Will same Garda resources be available once votes are cast?

Many gardaí believe gangland crime policing effort is result of pressure from Coalition

Armed gardaí from the force’s Emergency Response Unit on patrol in north inner  Dublin as gang violence led to two murders in four days. Photograph: Niall Carson/PA Wire

Armed gardaí from the force’s Emergency Response Unit on patrol in north inner Dublin as gang violence led to two murders in four days. Photograph: Niall Carson/PA Wire

 

The need for teams of heavily armed gardaí, some wearing balaclavas, on the streets of Dublin has been the stuff of nightmares for the Government parties during the election campaign.

However, the real complexity of policing the gun feud that has claimed the lives of gangland figure David Byrne (33) and taxi driver Eddie Hutch (59) will only become apparent now that their funerals are over.

The last week has witnessed incredible scenes on the streets of Dublin.

Aside from the kind of policing checkpoints Dubliners are more used to seeing on their TV screens when tensions flare in Belfast or when extremists struck in Paris in recent years, the gangland funeral of David Byrne was unusual to say the least.
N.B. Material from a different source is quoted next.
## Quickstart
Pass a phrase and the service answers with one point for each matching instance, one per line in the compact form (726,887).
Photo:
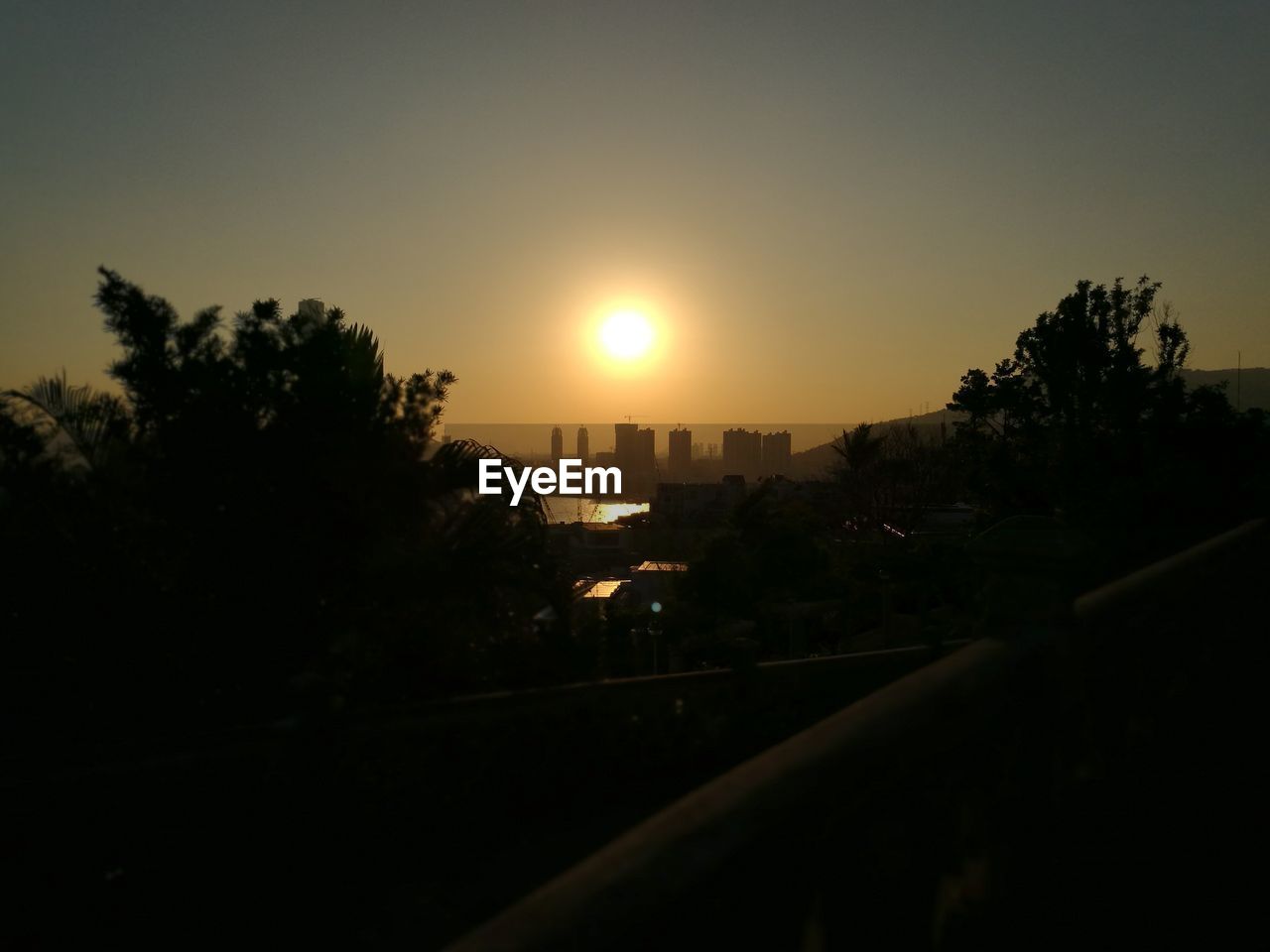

Garda members held up traffic for a fleet of 12 hearses and limousines to pass through streets during a funeral attended by sneering perma-tanned criminals who had flown in from Spain for the occasion. A group of about 30 men all dressed in the same clothing gave a paramilitary hue to the proceedings.

World away

When policing the funerals, the Garda at least had a fix on the key locations to secure; two wakes, funeral parlours, churches, cemeteries, pubs – in that order.

However, with the main protagonists based in Dublin and southern Spain, the location and timing of further inevitable revenge attacks will be much more unpredictable, and therefore almost impossible to prevent.

Some of those responsible for the two murders have gone to ground.

Suspect

Gary Hutch

The fleeing abroad of some of those suspected may calm the situation in Dublin for now, but it will also frustrate the Garda investigations.

Their going on the run also increases the likelihood they will be targeted by their rivals abroad, especially in Spain; something of a second home for many Dublin gang figures.

However, with leading members of the Kinahan gang apparently offering vast sums of money, in some cases running to six figures, to gunmen who would shoot dead those on the opposite side of the feud, the gang war looks set to worsen.

Many gardaí believe the policing operations of the past fortnight have been put in place only because senior Garda management is under immense pressure from the Government parties to contain the violence for the remainder of the election campaign.

And they question how long the same resources will be available once the votes are cast.